Comics Review: Batman Incorporated #8

This cover is a spoiler.

Grant Morrison’s Batman run is finally going to be concluded in the next four issues after this. With it comes the end of one of the characters that came up during his run: Damian Wayne.

I’d feel the need to cover up that major spoiler if it wasn’t on the cover itself. The death itself is glorious; Damian goes out in a blaze of glory, addresses his previous partners against crime, and isn’t broken by a mere knee to the spine. Grant Morrison gave a great ending to one of the favorite Robins.

Chris Burnham’s art was also exceptional this issue. In previous issues, his drawings always looked slightly off as if he was meeting Morrison halfway with a Frank Quitely style that was also Chris’ own. In this iteration, Burnham perfected his own art a bit more.

The strangest part about this is that while Death of the Family, the major event that spanned several Batman titles, changed absolutely nothing, Batman Incorporated changed everything else. At this point I was unsure whether or not Batman Incorporated was even considered canon as far as the other titles were concerned; Morrison did after all manage to keep Stephanie Brown, the third Batgirl/fourth Robin/fun character that is hated by DC higher ups, in a post-New52 graphic novel release. The argument is that it would’ve taken too much time to redo (which is accurate). But Batman Incorporated has been completely separate from the Court of Owls and Death Of The Family which have infected Batwoman, Batgirl, Batman and Robin, and even Batwing and Red Hood and the Outlaws (both titles have no business with Gotham-centric dealings, especially Batwing). One title has changed everything for all of the other Bat-books. It’s clear who DC favors for controlling editorial.

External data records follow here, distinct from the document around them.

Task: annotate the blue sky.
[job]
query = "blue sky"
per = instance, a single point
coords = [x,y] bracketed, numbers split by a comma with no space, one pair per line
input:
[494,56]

While this entire story does sound like the grimmest of dark comics, it’s not. Morrison’s run has been a mix-up of the twisted horrors that modern Batman readers eat up while still having elements of the Adam West Batman. Think of a more adult-oriented Batman: Brave and the Bold with a long over-arching story line. While Damian is fighting a freakish clone of himself, Batman is stuck in a safe, tied by locks, and underwater. The complaints of the run have been that Batman is too much of a Bat-God, but it’s more of a way to justify all the versions of Bruce Wayne being canon. It also makes a great read for those who enjoy fun.

This isn’t the best jumping in point, but if you’re a fan of Damian: pick this one issue up. It’s a much better death than that of Jason Todd. Plus, he’ll probably be back either in a few issues or in Morrison’s next work Multiversity. If you’d rather start from the beginning for this story, you’ll have about $100+ worth of graphic novels to buy but it’ll be worth it. In the end, this issue is a great test to see if you’d like Morrison’s Batman.